Jonah’s Poetic Prayer Inserted in Chapter 2

Bible Scholarship Pre-Christian Prophets

From ChatGPT on 11/19/2025.

In mainstream critical scholarship, the poetic prayer is understood to be the entire psalm in Jonah 2:2–9, with Jonah 2:1 and 2:10 treated as prose framing from the narrative. The prayer itself is widely regarded as a later insertion because its style, theology, and vocabulary match the Psalms rather than the narrative prose of Jonah 1 and 3–4.

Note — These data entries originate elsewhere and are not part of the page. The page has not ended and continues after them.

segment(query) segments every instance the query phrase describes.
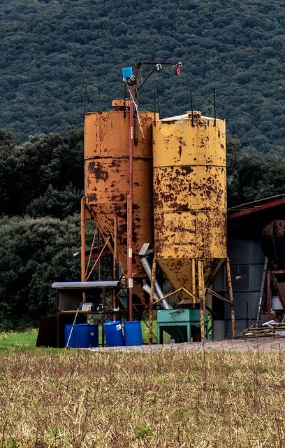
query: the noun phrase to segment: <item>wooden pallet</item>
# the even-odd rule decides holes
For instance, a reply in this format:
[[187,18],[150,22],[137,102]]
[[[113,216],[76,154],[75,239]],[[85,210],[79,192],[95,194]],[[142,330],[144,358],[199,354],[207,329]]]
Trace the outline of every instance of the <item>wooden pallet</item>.
[[265,336],[285,337],[285,323],[282,322],[279,323],[276,322],[270,326],[258,327],[252,325],[239,333],[237,337],[244,339],[246,337],[264,337]]

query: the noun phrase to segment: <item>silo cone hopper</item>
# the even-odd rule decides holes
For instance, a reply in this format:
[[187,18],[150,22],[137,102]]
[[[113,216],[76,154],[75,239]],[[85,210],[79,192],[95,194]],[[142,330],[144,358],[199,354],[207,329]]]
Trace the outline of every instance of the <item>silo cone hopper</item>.
[[200,308],[202,340],[205,293],[227,262],[227,262],[225,122],[192,111],[159,120],[153,134],[157,262],[178,290],[180,303]]
[[[130,102],[113,101],[110,112],[87,113],[85,119],[85,202],[87,209],[126,279],[128,234],[132,238],[133,287],[147,306],[142,288],[145,270],[138,252],[153,239],[152,122],[154,114],[140,112],[137,144],[133,146],[132,223],[129,200]],[[129,228],[128,229],[128,225]]]

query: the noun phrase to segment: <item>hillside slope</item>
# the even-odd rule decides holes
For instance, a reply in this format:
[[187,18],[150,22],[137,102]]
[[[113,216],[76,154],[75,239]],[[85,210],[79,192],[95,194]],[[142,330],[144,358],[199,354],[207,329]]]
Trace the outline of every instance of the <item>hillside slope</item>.
[[[284,150],[284,15],[282,0],[1,0],[0,127],[29,134],[78,124],[123,92],[122,67],[182,61],[142,89],[163,116],[193,107],[226,118],[247,151]],[[142,76],[149,68],[142,67]]]

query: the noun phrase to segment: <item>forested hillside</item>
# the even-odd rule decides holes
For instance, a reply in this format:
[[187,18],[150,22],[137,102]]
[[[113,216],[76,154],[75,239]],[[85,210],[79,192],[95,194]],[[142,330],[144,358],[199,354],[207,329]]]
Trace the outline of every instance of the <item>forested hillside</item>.
[[[282,153],[285,114],[282,0],[1,0],[0,126],[27,139],[82,122],[122,94],[122,68],[181,61],[142,89],[163,116],[193,106],[219,116],[244,150]],[[142,67],[142,76],[149,68]]]
[[[79,127],[18,144],[0,130],[0,331],[37,325],[54,312],[52,283],[80,278],[82,139]],[[228,205],[285,191],[284,158],[243,155],[231,136],[227,153]]]

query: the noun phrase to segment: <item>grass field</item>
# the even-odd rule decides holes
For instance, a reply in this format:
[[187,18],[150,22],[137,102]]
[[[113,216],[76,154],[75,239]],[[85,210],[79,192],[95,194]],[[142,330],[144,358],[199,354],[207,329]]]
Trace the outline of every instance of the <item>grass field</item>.
[[51,350],[10,335],[1,448],[285,447],[281,351]]

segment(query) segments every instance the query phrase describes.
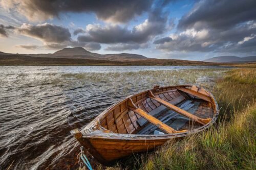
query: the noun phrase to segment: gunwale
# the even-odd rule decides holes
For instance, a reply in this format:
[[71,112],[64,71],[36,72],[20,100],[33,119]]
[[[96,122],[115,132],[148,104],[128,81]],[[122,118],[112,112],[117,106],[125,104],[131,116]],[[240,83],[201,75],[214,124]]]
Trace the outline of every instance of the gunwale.
[[[149,89],[143,91],[139,92],[138,93],[135,93],[134,94],[130,95],[126,98],[122,100],[121,100],[119,102],[117,102],[115,104],[114,104],[112,106],[108,107],[104,111],[103,111],[101,114],[100,114],[98,116],[97,116],[93,121],[92,121],[90,123],[89,123],[86,127],[84,127],[81,131],[81,132],[82,134],[82,138],[92,138],[92,139],[97,139],[97,138],[106,138],[106,140],[108,139],[117,139],[117,140],[131,140],[135,141],[136,140],[154,140],[156,139],[166,139],[166,138],[173,138],[176,137],[181,137],[186,136],[189,134],[193,134],[195,133],[198,133],[201,132],[205,129],[208,128],[210,126],[211,126],[212,124],[214,124],[216,119],[218,118],[219,115],[219,107],[218,104],[216,102],[216,100],[213,95],[211,92],[208,91],[208,90],[201,88],[205,90],[205,92],[209,94],[209,95],[211,99],[212,99],[212,102],[214,104],[214,116],[212,118],[211,121],[210,121],[207,124],[205,125],[203,125],[201,127],[197,128],[196,129],[194,129],[192,130],[188,131],[185,132],[181,133],[170,133],[170,134],[166,134],[164,135],[153,135],[153,134],[120,134],[120,133],[100,133],[99,132],[95,131],[95,129],[93,129],[93,127],[95,127],[97,126],[99,126],[100,128],[104,129],[102,127],[99,123],[100,120],[104,117],[104,116],[106,116],[106,113],[109,111],[111,111],[115,109],[115,106],[117,106],[123,102],[125,102],[128,101],[130,98],[132,98],[133,96],[136,96],[138,95],[140,95],[141,94],[143,94],[149,90],[152,90],[155,91],[156,89],[158,89],[159,91],[158,93],[160,93],[162,92],[163,89],[168,89],[168,88],[176,88],[177,87],[192,87],[192,85],[175,85],[175,86],[164,86],[161,87],[156,89]],[[161,91],[162,90],[162,91]],[[146,96],[144,98],[146,98]],[[140,101],[142,100],[143,99],[141,99]]]

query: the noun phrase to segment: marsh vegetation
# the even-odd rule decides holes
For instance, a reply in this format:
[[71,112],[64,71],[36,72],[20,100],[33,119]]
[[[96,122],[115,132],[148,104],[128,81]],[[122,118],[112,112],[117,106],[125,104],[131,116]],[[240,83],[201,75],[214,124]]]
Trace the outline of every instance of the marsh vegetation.
[[215,126],[107,169],[254,169],[256,69],[233,69],[216,78],[215,85],[208,86],[221,108]]

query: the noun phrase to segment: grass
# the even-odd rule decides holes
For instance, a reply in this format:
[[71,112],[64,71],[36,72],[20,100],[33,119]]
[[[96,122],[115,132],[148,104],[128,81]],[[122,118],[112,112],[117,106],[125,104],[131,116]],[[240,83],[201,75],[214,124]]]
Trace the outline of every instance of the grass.
[[233,69],[217,79],[211,90],[222,109],[215,126],[106,168],[255,169],[256,69]]

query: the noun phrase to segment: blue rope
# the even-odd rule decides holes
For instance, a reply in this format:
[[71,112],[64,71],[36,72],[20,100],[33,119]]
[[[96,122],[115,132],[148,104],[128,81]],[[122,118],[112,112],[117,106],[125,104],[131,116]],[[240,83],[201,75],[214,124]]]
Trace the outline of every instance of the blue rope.
[[91,164],[88,160],[88,159],[87,159],[87,158],[86,157],[86,155],[83,154],[82,152],[82,147],[80,148],[80,149],[81,150],[81,155],[80,156],[80,157],[81,158],[81,159],[82,159],[83,163],[84,163],[84,164],[86,165],[86,166],[87,166],[89,170],[93,170],[93,168],[92,167],[92,165],[91,165]]

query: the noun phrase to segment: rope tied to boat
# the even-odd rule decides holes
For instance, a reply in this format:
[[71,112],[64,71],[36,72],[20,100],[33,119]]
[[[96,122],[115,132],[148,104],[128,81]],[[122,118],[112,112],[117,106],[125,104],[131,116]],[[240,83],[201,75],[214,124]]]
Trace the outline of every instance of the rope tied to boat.
[[[83,147],[81,147],[80,150],[81,152],[78,154],[78,155],[77,155],[78,164],[79,164],[80,167],[82,168],[83,166],[83,164],[84,164],[89,170],[93,170],[86,155],[83,153]],[[81,159],[82,160],[82,162],[81,161]]]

Here is how scholars typically break it down:


1. Verses considered the inserted poetic prayer

Jonah 2:2–9 (Hebrew versification: 2:3–10)
This section is in classical Hebrew psalm style, using thanksgiving-psalm vocabulary such as qaraʾti el-YHWH (“I called to YHWH”), sheʾol, tehom, vows, deliverance formulas, and parallelism.
Scholars who treat these verses as the inserted psalm include:

  • Phyllis Trible, Rhetorical Criticism: Context, Method, and the Book of Jonah.
    — Notes the psalm’s genre and structure are not organic to the story and interrupt the narrative flow.
  • Jack M. Sasson, Anchor Yale Bible: Jonah.
    — Identifies the prayer (vv. 2–9) as a psalmic insertion inconsistent with Jonah’s situation and out of step with the plot.
  • Klaus Seybold, Die Psalmen; also his work on psalmody and Jonah.
    — Classifies the prayer as a thanksgiving psalm borrowed from liturgical sources.
  • Uwe Becker, Das Buch Jona: Eine Redaktionsgeschichtliche Untersuchung.
    — Argues that the psalm is secondary and introduced by a later redactor.
  • Rudolf Smend, in his studies on redaction in the Twelve.
    — Views the prayer as a later liturgical addition.

2. Verses not considered part of the inserted prayer

These are prose narrative before and after the psalm:

  • Jonah 2:1 (Hebrew 2:2): “Then Jonah prayed…”
  • Jonah 2:10 (Hebrew 2:11): “Then YHWH spoke to the fish…”

These two verses fit the narrative style of chapters 1, 3, and 4 and serve as a frame.


3. Why scholars view Jonah 2:2–9 as an insertion

Practical reasons given in the literature:

  1. Narrative interruption: In 2:2–9 Jonah prays a thanksgiving psalm as if already delivered, even though the narrative says he is still inside the fish.
  2. Different genre: The language is psalmic, not narrative; it resembles Psalms 18, 30, 42, 69, 120, and others.
  3. Theological mismatch: The prayer shows gratitude rather than repentance, which does not explain Jonah’s later anger in chapter 4.
  4. Redactional framing: The prose of 2:1 and 2:10 fits the surrounding story seamlessly if the psalm is removed.

Summary

Most critical scholars identify Jonah 2:2–9 as a secondary poetic insertion, with 2:1 and 2:10 as the original narrative frame.